En el último capítulo de Del amor se juega toda la cuestión. Se trata de una comparación entre Don Juan y Werther. Muchos preferirían ser el primero porque seduce, es hábil, se llena de experiencias reales, tiene éxito, pero Stendhal advierte que tras sus conquistas se queda con las manos vacías, destruye a las personas que toca, su vida se vuelve una guerra constante y sin tregua, es un junkie al que nada satisface. El amor a la Werther, por el contrario, si bien fracasa, si bien tiene que admirar desde la distancia, “abre el alma a todas las artes, a todas las impresiones dulces, al gozo de lo bello, bajo cualquier forma que se presente”. Stendhal no dice cuál de los dos es más moral o más justo, compara la cuota de placer de cada uno. Don Juan, en una relación más directa con el gozo, lo pierde. Werther, en una relación compleja, rocosa, “lo centuplica”.

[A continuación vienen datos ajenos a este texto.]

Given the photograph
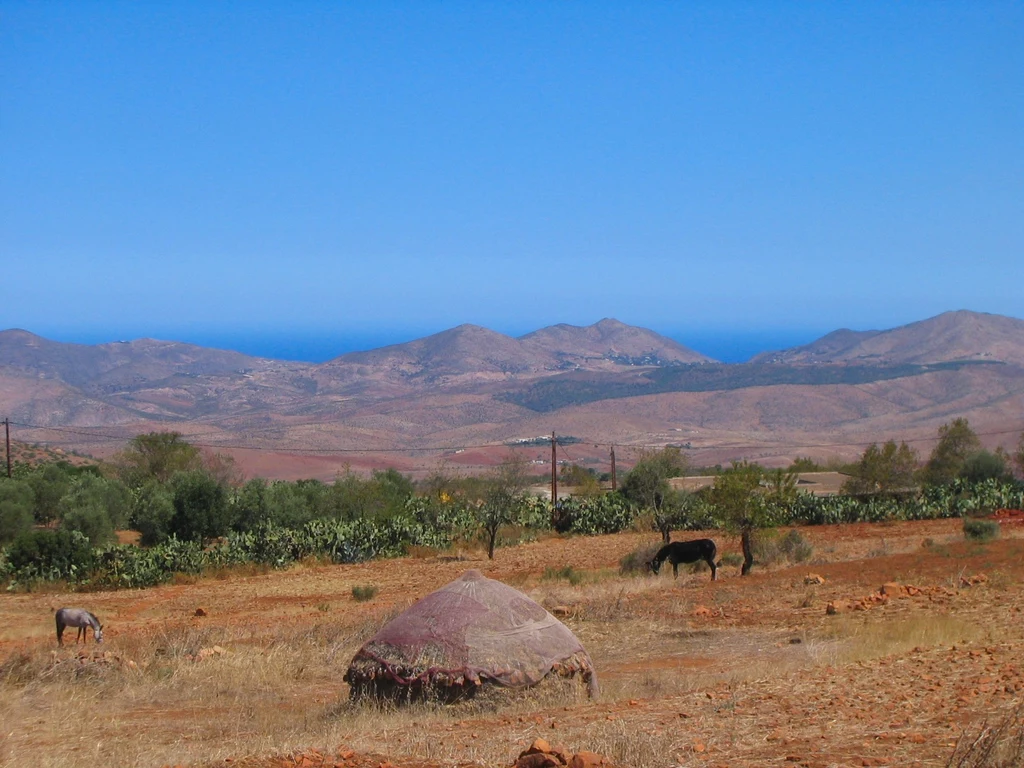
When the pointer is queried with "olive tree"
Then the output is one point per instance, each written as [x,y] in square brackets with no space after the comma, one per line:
[956,442]
[646,486]
[884,470]
[504,493]
[741,505]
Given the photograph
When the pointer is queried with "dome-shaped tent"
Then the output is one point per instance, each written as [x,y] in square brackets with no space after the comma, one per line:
[470,632]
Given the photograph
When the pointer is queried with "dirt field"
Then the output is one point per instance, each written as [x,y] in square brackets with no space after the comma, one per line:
[742,672]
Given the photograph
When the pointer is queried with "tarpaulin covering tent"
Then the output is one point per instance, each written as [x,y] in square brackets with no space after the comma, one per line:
[470,632]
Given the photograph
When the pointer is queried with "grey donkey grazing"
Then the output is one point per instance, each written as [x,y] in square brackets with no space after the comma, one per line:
[83,620]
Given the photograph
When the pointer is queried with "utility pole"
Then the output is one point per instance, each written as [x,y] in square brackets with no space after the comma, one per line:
[554,472]
[614,480]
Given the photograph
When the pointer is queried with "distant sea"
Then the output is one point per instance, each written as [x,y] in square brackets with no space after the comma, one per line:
[727,346]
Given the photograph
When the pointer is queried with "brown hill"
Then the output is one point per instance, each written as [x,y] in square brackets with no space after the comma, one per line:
[470,386]
[607,342]
[465,349]
[116,366]
[949,337]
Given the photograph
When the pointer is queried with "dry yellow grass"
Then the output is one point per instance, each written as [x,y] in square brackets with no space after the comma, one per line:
[678,687]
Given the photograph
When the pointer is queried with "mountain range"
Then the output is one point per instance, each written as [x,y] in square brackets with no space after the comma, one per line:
[471,389]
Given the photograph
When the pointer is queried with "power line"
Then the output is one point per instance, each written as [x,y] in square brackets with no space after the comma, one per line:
[466,446]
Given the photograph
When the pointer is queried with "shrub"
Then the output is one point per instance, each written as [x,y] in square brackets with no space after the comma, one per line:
[15,509]
[638,561]
[566,572]
[769,548]
[795,548]
[363,593]
[732,559]
[980,530]
[50,555]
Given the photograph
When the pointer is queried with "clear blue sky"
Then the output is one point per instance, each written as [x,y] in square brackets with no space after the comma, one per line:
[379,171]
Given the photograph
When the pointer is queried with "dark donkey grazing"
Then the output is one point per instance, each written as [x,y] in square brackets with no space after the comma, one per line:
[685,552]
[83,620]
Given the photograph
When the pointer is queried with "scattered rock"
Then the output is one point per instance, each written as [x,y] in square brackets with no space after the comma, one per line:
[543,755]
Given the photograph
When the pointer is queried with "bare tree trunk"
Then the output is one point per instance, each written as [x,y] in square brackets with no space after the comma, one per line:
[747,540]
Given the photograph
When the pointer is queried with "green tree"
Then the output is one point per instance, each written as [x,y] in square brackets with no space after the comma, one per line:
[884,470]
[156,456]
[805,464]
[251,504]
[956,442]
[15,509]
[583,481]
[646,486]
[95,507]
[984,465]
[49,483]
[739,500]
[201,509]
[287,505]
[382,496]
[504,493]
[153,513]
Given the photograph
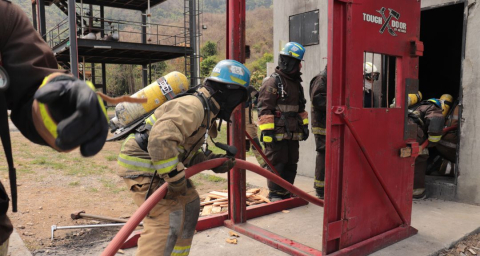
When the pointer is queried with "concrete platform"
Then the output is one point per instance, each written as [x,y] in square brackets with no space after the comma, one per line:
[440,224]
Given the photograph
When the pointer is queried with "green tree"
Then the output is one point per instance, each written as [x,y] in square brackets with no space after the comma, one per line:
[207,65]
[209,49]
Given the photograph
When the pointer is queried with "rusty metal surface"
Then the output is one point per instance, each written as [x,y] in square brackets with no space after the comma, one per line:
[354,194]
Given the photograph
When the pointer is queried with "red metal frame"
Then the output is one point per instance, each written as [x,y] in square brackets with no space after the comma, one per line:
[365,174]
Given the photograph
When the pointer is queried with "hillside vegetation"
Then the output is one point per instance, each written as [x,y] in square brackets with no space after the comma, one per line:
[126,79]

Hablamos del amor, pero todo esto pertenece en realidad al tema más grande de la oposición entre la literatura y la acción. Tal vez la precondición de lo literario sea la renuncia a actuar en el mundo. Casanova sólo escribe sus memorias ya que es muy viejo para seducir, Maquiavelo escribe El príncipe sólo cuando lo echan del gobierno de Florencia. Es paradigmático el conflicto interior de Rodolfo Walsh, cómo su compromiso político, su necesidad de tener efectos, volvió tan tortuosa su relación con la literatura, a la que en otros momentos definía como lo que más amaba en la vida. Ya Oscar Wilde en El crítico como artista hacía una apología del soñador como quien disfruta más del mundo y del arte, quien no hace nada, quien reposa como un gato: la acción es imperfecta e insatisfactoria, sólo la contemplación es libre y plena.
Simone Weil haría quizás una pequeña corrección, pero realmente fundamental. “El poeta produce belleza por la atención fija sobre lo real”, afirmó la filósofa francesa, quien como Walsh tuvo una vida interior asediada por las exigencias de un verdadero compromiso político. Quien escribe, entonces, no como alguien hechizado por sus propias ensoñaciones, como Wilde y Stendhal parecen sugerir en diversas partes, sino como alguien que pone una atención aguda en lo real e incluso se subsume en él. No siempre es fácil saber, cuando Stendhal menciona la contemplación, qué tanto hay allí de atención al mundo y qué tanto de fantasía autocomplaciente –que era justo lo que Weil despreciaba con celo.
Con todo, tal vez estén de acuerdo por momentos. En una nota de su diario, ya al final de toda la amarga experiencia con Matilde, Stendhal parece haber aprendido una lección y aceptar un límite: “La imaginación necesita saberse los derechos de hierro de la realidad”. Weil, por su parte, escribió que ver es un acto más amoroso que comer, la contemplación de Werther por encima del consumo de Don Juan. Si Beauvoir tiene razón y Stendhal captó algo de lo real en sus personajes femeninos, tal vez esto sucedió del mismo modo que en una de las escenas más queridas de La cartuja de Parma: en la batalla de Waterloo, más que los generales que la planeaban, más que los soldados de a pie que la combatían, quizá fue Fabrizio del Dongo, perdido, confundido, absolutamente inepto, el único que la vio como lo que realmente era.